I know you’re on your way out, but I’d like to answer this anyway since I think it could be of interest for others, and because I don’t think others here are likely to say something similar.

While many Nixers will not be interested (perhaps because Nixpkgs is now huge, perhaps because they’ve developed Nix packaging skills after longtime usage), I actually think this kind of one-way impurity could be valuable. But I think that for it to really make sense, we would need more long-lived NixOS/Nixpkgs releases, otherwise users would have to constantly rebuild their ‘foreign’ software after NixOS updates, as is the (unfortunate) custom on Arch Linux. I described what I have in mind here.

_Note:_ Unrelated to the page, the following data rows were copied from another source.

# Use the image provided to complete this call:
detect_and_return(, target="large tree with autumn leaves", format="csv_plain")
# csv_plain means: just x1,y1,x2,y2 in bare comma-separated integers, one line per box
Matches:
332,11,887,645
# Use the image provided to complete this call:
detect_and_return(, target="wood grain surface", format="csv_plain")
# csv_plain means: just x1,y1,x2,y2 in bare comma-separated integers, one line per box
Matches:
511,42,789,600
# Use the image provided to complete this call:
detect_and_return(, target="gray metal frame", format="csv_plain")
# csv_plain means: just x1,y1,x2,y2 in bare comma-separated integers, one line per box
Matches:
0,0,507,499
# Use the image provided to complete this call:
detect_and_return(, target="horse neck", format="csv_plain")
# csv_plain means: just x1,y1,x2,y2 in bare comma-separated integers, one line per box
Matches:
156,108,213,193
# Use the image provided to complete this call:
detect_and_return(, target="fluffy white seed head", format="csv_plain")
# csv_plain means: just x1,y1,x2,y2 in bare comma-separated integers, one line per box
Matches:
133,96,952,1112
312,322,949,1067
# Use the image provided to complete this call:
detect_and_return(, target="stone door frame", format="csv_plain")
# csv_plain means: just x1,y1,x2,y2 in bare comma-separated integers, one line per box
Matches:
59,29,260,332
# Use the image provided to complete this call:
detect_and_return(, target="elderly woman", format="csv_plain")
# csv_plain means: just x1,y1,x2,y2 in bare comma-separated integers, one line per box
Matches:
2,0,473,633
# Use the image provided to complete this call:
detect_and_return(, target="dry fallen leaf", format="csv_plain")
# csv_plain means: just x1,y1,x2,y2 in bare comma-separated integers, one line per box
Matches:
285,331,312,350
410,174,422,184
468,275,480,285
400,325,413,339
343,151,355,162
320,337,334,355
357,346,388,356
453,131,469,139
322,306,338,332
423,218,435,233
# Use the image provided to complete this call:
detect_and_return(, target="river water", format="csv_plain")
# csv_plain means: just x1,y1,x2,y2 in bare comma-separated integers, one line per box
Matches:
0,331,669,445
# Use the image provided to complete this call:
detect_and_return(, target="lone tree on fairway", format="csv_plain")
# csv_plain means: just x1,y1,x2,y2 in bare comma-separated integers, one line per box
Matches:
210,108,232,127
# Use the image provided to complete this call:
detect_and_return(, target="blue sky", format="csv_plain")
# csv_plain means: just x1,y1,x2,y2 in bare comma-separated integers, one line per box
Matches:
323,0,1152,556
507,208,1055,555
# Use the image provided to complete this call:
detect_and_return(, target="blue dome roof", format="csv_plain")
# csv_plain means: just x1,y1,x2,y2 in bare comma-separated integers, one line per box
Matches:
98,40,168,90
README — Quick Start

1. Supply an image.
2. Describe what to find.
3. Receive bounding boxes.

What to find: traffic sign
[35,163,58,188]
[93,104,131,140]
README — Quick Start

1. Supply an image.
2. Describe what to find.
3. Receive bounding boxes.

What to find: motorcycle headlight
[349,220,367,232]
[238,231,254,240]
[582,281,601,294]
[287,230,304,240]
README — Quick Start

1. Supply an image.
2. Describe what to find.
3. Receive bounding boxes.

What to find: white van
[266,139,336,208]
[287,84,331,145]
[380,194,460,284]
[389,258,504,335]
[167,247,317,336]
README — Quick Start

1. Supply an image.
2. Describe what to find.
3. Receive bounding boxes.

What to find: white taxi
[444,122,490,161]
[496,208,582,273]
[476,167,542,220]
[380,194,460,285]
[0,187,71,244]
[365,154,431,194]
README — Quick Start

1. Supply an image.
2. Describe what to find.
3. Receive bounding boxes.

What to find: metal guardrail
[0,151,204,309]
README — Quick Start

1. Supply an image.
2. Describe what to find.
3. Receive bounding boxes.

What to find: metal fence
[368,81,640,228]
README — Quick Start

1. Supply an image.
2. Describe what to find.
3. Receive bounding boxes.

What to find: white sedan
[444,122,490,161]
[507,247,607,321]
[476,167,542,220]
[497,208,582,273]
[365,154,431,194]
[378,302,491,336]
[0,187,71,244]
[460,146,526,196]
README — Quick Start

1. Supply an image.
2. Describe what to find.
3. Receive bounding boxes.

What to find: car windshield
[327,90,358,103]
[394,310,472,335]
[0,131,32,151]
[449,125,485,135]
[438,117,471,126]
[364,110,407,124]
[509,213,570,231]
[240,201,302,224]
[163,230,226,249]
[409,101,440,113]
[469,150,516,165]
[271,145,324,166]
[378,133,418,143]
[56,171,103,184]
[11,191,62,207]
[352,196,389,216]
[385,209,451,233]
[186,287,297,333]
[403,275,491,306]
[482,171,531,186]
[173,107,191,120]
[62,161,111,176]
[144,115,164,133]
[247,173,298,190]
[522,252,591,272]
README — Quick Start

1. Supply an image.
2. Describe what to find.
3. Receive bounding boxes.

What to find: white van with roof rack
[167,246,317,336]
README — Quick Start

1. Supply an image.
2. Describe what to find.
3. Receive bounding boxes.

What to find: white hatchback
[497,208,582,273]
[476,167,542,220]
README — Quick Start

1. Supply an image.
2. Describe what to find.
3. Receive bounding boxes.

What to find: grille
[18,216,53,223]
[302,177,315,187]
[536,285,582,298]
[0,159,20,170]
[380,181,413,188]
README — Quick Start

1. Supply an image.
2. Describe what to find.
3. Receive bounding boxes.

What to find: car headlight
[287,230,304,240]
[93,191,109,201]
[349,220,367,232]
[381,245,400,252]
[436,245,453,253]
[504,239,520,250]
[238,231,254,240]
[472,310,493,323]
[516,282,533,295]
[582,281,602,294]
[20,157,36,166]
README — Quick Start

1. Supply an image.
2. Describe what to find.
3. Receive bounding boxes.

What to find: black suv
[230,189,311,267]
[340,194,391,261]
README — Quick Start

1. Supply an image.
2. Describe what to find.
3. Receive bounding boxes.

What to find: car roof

I agree with the consensus opinion that it’s best to actually use Nix to build whatever programs you need and integrate them properly. And I like that in the Nix world, there aren’t really ‘end users’ to the same degree as elsewhere; most end users end up positioned to make small contributions at some point. But I think that if we had releases that lasted a little longer (something that’s not on the table atm and shouldn’t be a high priority for individuals in the community, since it would require corporate resources), linking (or using some GoboLinux-y magic, if build tools might resolve symlinks all the way down to store paths in a problematic way) base NixOS components into some versioned path under /usr somewhere could be a good way to provide an experience that has more of an ‘on ramp’ like Nix on non-NixOS but that still allows comprehensive Nix-driven configuration for services like you get on NixOS.

Allowing a little bit of impurity in this way could be good for new users so they can learn to package things for Nix more gradually. For better and for worse, it would also allow NixOS to have true ‘end users’ who could enjoy using Nix as a simple configuration for the base system and easily install software outside its confines (and outside its guarantees :disappointed:) rather than having to learn large pieces of the whole system just to move forward with unpackaged software or whatever. That could prove difficult to support, and I’d hate to see NixOS fall into the same kind of twilight as Arch where there’s this thing a ton of users find necessary but must remain nominally unsupported because it runs against the grain of the base system’s design.